It should be the other way around and likely would be if the teams' respective decision-makers followed their respective consciences.
Look, neither Smith nor Del Negro has distinguished himself as a head coach the past couple of years. A case could be made for firing either or both.
The difference is that Bears GM Jerry Angelo has to believe that he gave Smith better players than the current record indicates. Monday night's victory over the Vikings reinforced that notion.
Meanwhile, whoever is in charge of determining Del Negro's fate with the Bulls can't sincerely insist that he or they made winning the main objective this season.
That goes for all of them - club chairman Jerry Reinsdorf, executive vice president of basketball operations John Paxson and general manager Gar Forman.
What Bulls management tried to do was steal a season, hoping the NBA East was so bad a playoff berth was possible.
The postseason was important for the revenue that at least a couple of games would generate and as a showcase for next summer's free agents.
Except for the league's legitimately elite teams, this season is all about positioning for 2010-11 and beyond.
So the Bulls wisely declined to re-sign Ben Gordon. That allowed the Pistons to overpay him but left Del Negro short at least one scorer.

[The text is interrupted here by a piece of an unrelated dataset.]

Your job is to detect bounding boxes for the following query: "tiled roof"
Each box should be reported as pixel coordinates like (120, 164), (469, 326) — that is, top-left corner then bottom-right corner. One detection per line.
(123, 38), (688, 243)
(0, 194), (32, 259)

Then there is the matter of the Bulls leaving a couple of roster spots unfilled to keep from paying the luxury tax, a dubious decision for a team with such a large operating profit.
Finally there is the strategy to collect expiring contracts of useless or declining players to provide salary-cap room to rebuild with next year.
When the Bulls blew that 35-point lead, Del Negro essentially used only seven players. It was clear why if you looked down his bench and saw who was available.
At least the Bulls have a plan, something uncharacteristic of them, but expecting Del Negro to win under these circumstances is unrealistic and unfair.
The only reason to fire Del Negro now is to fool fans into thinking the Bulls actually care about winning anything significant this season.
OK, so maybe another coach somehow could finagle that final playoff spot, but that still isn't Priority 1.
The Bears' situation is entirely different. At least in Angelo's mind it must be or he would have to fire himself.
Angelo has to be thinking the Bears underachieved this season under Smith, especially after he saw how well they played Monday.
After all, Angelo indicated he was trying to win this year by finally acquiring a potential franchise quarterback in Jay Cutler, who mostly has been terrible under this coaching staff and offensive game plan.
Plus, by keeping his head coach Angelo would be admitting that he and his scouts are terrible talent evaluators.
In contrast to Bulls management Angelo built a roster that to him - correctly or not - made the Bears championship contenders.
So the Bears could employ logic to fire Smith but the Bulls couldn't to fire Del Negro.
Yet logic need not apply considering the reverse appears primed to happen.